Mimar, Şair ve Yazar Dr. Kâmil Uğurlu Beyefendi, aynı zamanda bir Şehrengiz Üstadı. Yeni eseri Hatay Şehrengizi ile eserlerine (Konya, Karaman, Kahramanmaraş, Eskişehir, Sakarya, Oş(Kırgızistan) yeni bir güzellik halkası ekliyor.

Bu müstesna çalışmaya, sevgili eşi Mübeccel Hilal Hanımefendi de elvermiş, her zaman olduğu üzere kıymetli katkılarda bulunmuş.
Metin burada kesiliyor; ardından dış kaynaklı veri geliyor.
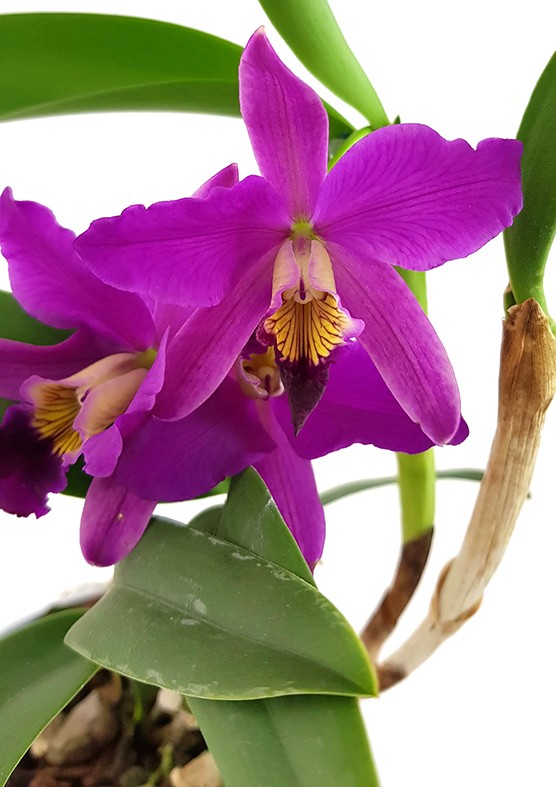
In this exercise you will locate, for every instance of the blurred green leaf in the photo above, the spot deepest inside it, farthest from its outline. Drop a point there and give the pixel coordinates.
(209, 618)
(38, 676)
(16, 324)
(55, 64)
(307, 741)
(529, 239)
(353, 487)
(310, 29)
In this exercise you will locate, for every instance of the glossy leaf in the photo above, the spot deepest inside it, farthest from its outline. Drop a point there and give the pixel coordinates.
(209, 618)
(55, 64)
(16, 324)
(529, 239)
(311, 31)
(353, 487)
(39, 675)
(308, 741)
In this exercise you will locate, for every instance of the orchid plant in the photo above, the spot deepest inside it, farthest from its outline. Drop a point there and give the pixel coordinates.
(217, 344)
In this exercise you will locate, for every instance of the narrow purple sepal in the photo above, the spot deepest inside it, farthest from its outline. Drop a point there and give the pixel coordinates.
(29, 470)
(287, 124)
(113, 521)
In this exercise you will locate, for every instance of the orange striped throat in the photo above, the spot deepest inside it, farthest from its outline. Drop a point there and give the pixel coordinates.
(306, 324)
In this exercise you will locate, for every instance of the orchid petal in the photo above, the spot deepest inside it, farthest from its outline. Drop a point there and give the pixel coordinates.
(18, 361)
(357, 407)
(103, 450)
(411, 198)
(28, 468)
(52, 283)
(113, 521)
(287, 124)
(291, 483)
(401, 342)
(206, 348)
(226, 178)
(179, 460)
(191, 251)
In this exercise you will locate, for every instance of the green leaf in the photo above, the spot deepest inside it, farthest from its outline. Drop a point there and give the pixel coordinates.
(209, 618)
(307, 741)
(529, 239)
(353, 487)
(39, 676)
(16, 324)
(55, 64)
(310, 29)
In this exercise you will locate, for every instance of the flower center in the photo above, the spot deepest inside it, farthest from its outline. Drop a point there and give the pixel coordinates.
(259, 376)
(308, 324)
(70, 411)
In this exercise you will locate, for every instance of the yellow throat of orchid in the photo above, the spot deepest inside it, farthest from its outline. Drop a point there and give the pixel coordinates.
(309, 324)
(70, 411)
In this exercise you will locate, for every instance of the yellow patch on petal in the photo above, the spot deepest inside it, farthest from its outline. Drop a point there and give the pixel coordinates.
(55, 411)
(308, 331)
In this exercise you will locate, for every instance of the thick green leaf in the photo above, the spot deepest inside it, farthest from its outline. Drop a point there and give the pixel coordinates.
(310, 29)
(308, 741)
(250, 520)
(53, 64)
(529, 239)
(210, 618)
(16, 324)
(353, 487)
(38, 676)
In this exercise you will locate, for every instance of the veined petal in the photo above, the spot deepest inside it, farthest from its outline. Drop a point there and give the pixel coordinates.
(401, 342)
(411, 198)
(179, 460)
(18, 360)
(53, 284)
(287, 124)
(191, 251)
(206, 348)
(29, 470)
(226, 178)
(357, 407)
(291, 483)
(113, 521)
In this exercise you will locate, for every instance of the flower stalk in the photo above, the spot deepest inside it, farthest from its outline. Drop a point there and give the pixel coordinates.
(526, 387)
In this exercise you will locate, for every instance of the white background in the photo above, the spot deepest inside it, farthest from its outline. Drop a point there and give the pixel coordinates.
(481, 711)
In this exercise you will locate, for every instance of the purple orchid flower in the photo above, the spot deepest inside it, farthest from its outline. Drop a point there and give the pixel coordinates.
(304, 259)
(87, 394)
(97, 394)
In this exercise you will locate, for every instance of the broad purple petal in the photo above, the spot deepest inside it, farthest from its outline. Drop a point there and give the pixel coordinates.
(226, 178)
(357, 407)
(191, 251)
(206, 348)
(291, 483)
(179, 460)
(53, 284)
(113, 521)
(413, 199)
(287, 124)
(29, 470)
(401, 342)
(18, 360)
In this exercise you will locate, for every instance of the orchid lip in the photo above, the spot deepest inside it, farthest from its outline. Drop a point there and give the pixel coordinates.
(68, 412)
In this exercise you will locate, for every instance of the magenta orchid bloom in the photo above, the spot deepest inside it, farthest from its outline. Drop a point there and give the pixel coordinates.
(304, 259)
(88, 394)
(97, 394)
Hatay Vakfı’nın yayını 464 sayfalık, özenle seçilmiş resimler, gravürler, özlü bilgilerle bezenmiş Hatay Şehrengizi; “En Uzak Hatıralar, Daha Dün Gibi, Atatürk ve Kurtuluşa giden Çetin Yol, Antakya Sokakları Dar, Hatay’ın Çınarları, Aslanlı Konaktaki Ziyafet, Son Kaldı veya Sona Kaldı” gibi bölümlerden oluşuyor.

Şehir anlatısı; insandan, mekândan, tarihten hikâyelerle, ilginç tespitlerle, lâtif bir lisan ve zengin bir sunumla güçlendiriliyor. Neticede biz kalbî bir doyumla, zihnin de hareketlendiğine, açıldığına şahit kalıyoruz.
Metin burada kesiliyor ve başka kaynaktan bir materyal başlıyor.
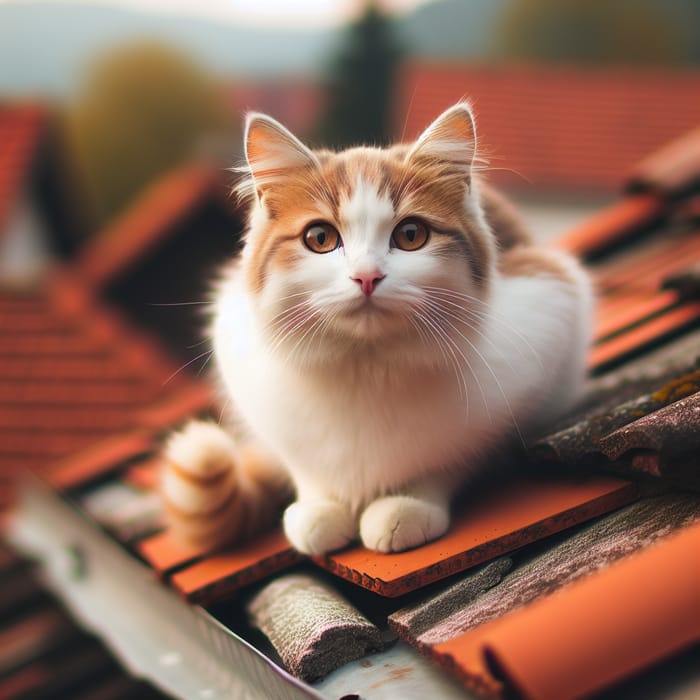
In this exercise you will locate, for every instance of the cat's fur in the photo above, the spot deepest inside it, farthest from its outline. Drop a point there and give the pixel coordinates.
(374, 406)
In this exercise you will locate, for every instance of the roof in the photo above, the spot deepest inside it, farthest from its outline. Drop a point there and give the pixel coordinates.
(21, 130)
(543, 584)
(73, 372)
(149, 220)
(561, 128)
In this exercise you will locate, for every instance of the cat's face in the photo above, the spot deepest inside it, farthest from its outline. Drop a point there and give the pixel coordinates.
(366, 245)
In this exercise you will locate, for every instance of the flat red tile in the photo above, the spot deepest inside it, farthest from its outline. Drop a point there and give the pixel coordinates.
(144, 475)
(175, 407)
(165, 552)
(609, 226)
(98, 459)
(615, 318)
(220, 575)
(499, 522)
(654, 266)
(637, 339)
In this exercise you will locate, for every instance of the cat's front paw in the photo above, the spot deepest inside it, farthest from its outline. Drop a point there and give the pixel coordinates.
(318, 527)
(201, 488)
(396, 523)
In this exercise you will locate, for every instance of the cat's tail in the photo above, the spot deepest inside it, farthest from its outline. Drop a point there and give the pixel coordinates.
(215, 491)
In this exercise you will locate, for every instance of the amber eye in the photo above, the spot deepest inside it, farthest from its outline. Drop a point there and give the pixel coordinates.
(410, 234)
(321, 238)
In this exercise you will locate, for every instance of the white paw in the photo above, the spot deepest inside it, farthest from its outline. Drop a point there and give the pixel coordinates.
(395, 523)
(200, 485)
(317, 527)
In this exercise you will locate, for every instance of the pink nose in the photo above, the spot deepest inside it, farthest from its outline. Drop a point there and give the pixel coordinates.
(368, 281)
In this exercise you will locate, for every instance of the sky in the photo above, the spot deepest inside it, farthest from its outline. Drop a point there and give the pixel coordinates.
(298, 13)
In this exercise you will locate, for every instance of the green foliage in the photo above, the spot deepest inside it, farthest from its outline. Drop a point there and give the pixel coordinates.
(144, 108)
(361, 84)
(589, 31)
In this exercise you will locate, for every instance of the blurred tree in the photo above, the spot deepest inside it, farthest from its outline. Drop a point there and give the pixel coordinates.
(144, 108)
(360, 87)
(589, 31)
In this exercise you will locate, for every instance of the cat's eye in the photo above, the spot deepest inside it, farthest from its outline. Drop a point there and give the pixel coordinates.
(321, 237)
(410, 234)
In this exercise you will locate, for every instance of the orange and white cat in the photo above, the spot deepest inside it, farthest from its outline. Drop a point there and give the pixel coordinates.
(387, 325)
İşte; şehri her rengiyle, yönüyle konuşturan, kuşatan dile dâir birkaç misal. Mazideki bir Pazar denetimi ve hassasiyeti, insanî muamele, hayvan sevgisi günümüze de örnektir belki:

“Pazarı denetleyenlerden bir grubun adı, yaptıkları denetim işi sebebiyle ‘Kursakçılar’ idi. Bunların yaptıkları iş şuydu: Köylü bir gün önceden pazara hareketlendiği için getirdiği ve Pazar görevlisine teslim ettiği hayvanlarının, horozlarının karınlarını doyurdu mu, sularını tamamladı mı, onların içinde zor durumda olanlar var mı, sakat, hasta olup da bana rağmen satışa sunulan hayvan var mı, bunları kontrol ederdi bu görevliler, gece vakti, sabah olmadan, bekçiye kapıyı açtırırlar, mesela kümesleri kontrol ederlerdi. İki veya üç kişilik bir ekiple bu işi yaparlardı. Bekçiden, herhangi bir kümesten tavuk, horoz, hindi, ne getirilmişse, onlardan bir kaçını getirmesini isterler ve hayvanların kursaklarını elleriyle yoklarlar, boş veya dolu olup olmadığını anlamaya çalışırlardı. Gerçekten bir horozun ve tavuğun, bir kuşun kursağı elle yoklanarak oranın dolu veya boş olduğu anlaşılabilir. Bu kontrolleri grup grup yaptıktan sonra gerekli notları alıp sabah, pazarın açılışını beklerlerdi. Hayvanlarının kursağı boş olan satıcıyı, bekçiden aldıkları bilgiyle tespit ederler ve kısa bir sorgulamadan sonra bu kişiyi falaka cezasıyla cezalandırırlar, onun itirazlarına kulak vermeden cezayı uygularlardı. İş bununla bitmezdi. Hayvanlar, belediyeye bağlı bu grup tarafından önce doyurulur, sulanır, sonra el konulurdu. Bundan daha ağır olanı, o kişinin bir daha pazara satıcı olarak girmesi yasaklanırdı.” (sf. 108)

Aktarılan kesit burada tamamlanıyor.